月夜裏 野々香 小説の部屋

    

仮想戦記 『国防戦記』

 

 

 第20話 1961年 『動かざること・・・』

 01月20日 ケネディ大統領就任演説

 “強大な2つの陣営は、現状路線を進む限り安心できない”

 “現代兵器の膨大な費用に苦しみ”

 “原子の火が死の恐怖を着実に拡散させてバランスを崩し”

 “人々は、人類最終戦争を押し止めようと争っているのである”

 “我々 両陣営は、新たな関係を構築しなければならない”

 “礼儀正しい交渉は、弱さではなく、誠実は、常に証明しなければならない”

 “恐怖を交渉の材料にすべきではなく”

 “恐怖のために交渉するのではない・・・”

 “専制、貧困、疫病、戦争など、人類の共通の敵に対し”

 “世界的な同盟を結び闘えないものだろうか”

 “アメリカ人よ。国家が何をしてくれるかではなく”

 “あなたが国家のため、何をできるか、問おうではないか”

 “世界の市民よ。アメリカが何をしてくれるかではなく”

 “我々と共に人類の自由のため、何ができるか、問おうではないか・・”

 ワシントンDCからポトマック川を渡ると、

 バージニア州アーリントン国立墓地が存在する。

 日本人とロシア人が墓地の中をなんとなく歩いていた。

 なぜここなのか、というと、

 霊前を歩く人間を証拠もなく、不用意に詰問したりしない。

 見晴らしが良く、盗聴されているような兆候があれば、すぐわかる。

 読唇術ができる人間がいると微妙でも、注意して話せば、わかり難い。

 「・・・ケネディ大統領は、どうするつもりだろうか?」 ロシア人が鼻歌混じりに面白がる。

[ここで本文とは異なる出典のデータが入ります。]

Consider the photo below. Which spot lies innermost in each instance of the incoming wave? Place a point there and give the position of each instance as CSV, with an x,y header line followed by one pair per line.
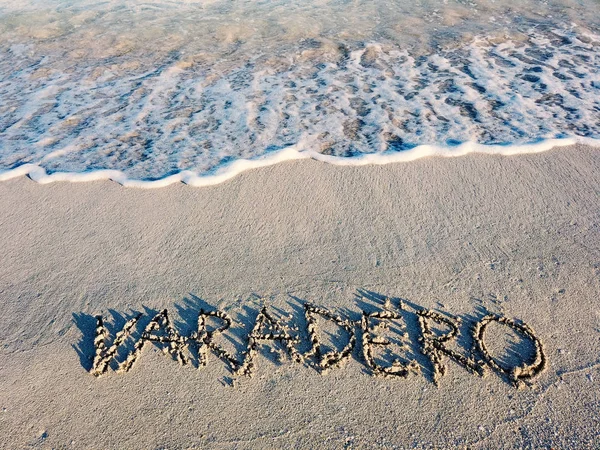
x,y
150,118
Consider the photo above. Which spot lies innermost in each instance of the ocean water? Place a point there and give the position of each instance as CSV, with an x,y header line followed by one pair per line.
x,y
149,93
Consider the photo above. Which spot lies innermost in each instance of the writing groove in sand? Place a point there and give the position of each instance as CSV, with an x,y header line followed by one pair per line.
x,y
396,341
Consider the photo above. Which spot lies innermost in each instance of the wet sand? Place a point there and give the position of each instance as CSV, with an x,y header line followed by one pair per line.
x,y
466,237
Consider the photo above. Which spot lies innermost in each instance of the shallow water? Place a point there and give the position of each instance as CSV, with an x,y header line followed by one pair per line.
x,y
153,89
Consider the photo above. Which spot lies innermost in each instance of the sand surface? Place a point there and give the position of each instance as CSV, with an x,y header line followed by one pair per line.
x,y
516,236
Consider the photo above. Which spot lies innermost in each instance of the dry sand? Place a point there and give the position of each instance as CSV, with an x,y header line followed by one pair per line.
x,y
517,236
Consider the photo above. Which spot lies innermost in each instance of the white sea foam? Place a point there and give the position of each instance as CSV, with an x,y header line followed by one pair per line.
x,y
197,91
233,169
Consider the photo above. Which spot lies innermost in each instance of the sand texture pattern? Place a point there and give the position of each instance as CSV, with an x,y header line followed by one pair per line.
x,y
307,306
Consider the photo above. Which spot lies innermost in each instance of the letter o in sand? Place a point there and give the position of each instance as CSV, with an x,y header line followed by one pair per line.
x,y
517,374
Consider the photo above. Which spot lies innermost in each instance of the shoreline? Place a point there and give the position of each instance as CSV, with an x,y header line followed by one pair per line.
x,y
483,234
300,151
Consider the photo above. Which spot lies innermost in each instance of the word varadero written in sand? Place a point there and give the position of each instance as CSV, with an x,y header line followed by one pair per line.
x,y
434,346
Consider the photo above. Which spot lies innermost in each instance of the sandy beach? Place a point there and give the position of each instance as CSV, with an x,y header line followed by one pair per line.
x,y
514,236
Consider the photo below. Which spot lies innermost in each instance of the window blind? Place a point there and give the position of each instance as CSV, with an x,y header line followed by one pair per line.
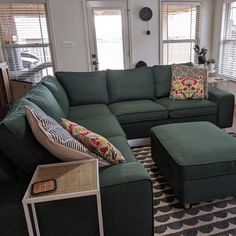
x,y
24,41
180,31
227,59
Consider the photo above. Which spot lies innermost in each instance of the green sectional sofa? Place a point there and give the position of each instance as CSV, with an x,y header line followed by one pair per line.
x,y
118,105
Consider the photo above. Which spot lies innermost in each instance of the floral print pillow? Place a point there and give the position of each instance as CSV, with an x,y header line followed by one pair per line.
x,y
188,83
94,142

 「あのスケコマシの病人が意地を見せると核戦争ですよ」 日本人が不安げに応える。

 「わかっているよ」

 「だと良いのですが」

 「アメリカの民主主義は、よく病気持ちのスケベェを大統領にしたものだ」

 「力量を確認してもよかろう」

 『恩人とはいえ、フルシチョフといい勝負だよ』

 「・・・藪蛇にならなければ良いのですがね」

 「共産主義の宗主国であるソビエト連邦が、もう一つの世界の雄を試すのだ」

 「悪い事はあるまい」

 「適当に退いてくださいよ」

 「わかっている。ユーラシア大陸鉄道は、我々にとって、希望だよ」

 「ひょっとして、ケネディが退くと淡い期待を持っているのでは?」

 「さぁて、あのスケコマシ病人が、どうする気やら・・・」

 「同じ症例の患者と話したのですが自殺したくなるとか」

 「なるほど、栄誉の花束となるか。死に花となるか。ケネディの力量次第というわけか」

 「程々に・・・」

 「ふっ」

 

 

 インドネシア連邦の総人口1億1200万。

 インドネシア連邦議会は、上院と下院に分かれた大統領制だった。

 6州で50人ずつ300人選出する上院。

 人口比で300人を選出する下院でインドネシア連邦議会を構成していた。

 ボルネオ州の総人口2400万人のうち日系人1800万人、現地民600万人。

 そのボルネオ州予算がインドネシア連邦予算の8割を捻り出していた。

 アメリカ資本は、スマトラ・ジャワ州の経済植民地化を進め。

 日系人はボルネオ州を中心に居ついていた。

 インドネシア系華僑は570万ほど。

 インドネシア全域で根を張って第3勢力を占めていた。

 日米とも、インドネシア連邦全体に支配権を拡大しようとする。

 アメリカ資本は、基本的に南米に似た経済植民地化で搾取を目指し。

 日系人は、ボルネオ州を核にして、インドネシア全域に支配権を広げようとする。

 アメリカ資本は圧倒的に強く、同じ資本力のある華僑と結びつこうとし。

 一方、日系人も現地民と結託して巻き返していく。

 「ボルネオ州は、連邦予算の8割を捻り出している」

 「しかし、上院の票数は6分の1。下院は、5分の1の発言権しかない」

 「だから、ボルネオ州とセレベス州を好きにさせているじゃないか」

 「・・・7割自治よこせ」

 「い、いや、それはちょっと・・・」

 「だったら連邦予算で、アメリカ製を買うな」

 「脱税の方法は、いくらでもありますよ」

 「そういう問題じゃないだろう。連邦で相応の権利の要求をしたいものだ」

 「いぁあ〜 あはは・・・」

 ボルネオ代表議員は、州が連邦に納める予算比で発言力があった。

 

 

 アメリカ合衆国にとって、キューバ共産化は喉元に突きつけられたナイフだった。

 それまで、アメリカ本土に脅威が届かなかった事で得られた経済成長の鈍化もありえた。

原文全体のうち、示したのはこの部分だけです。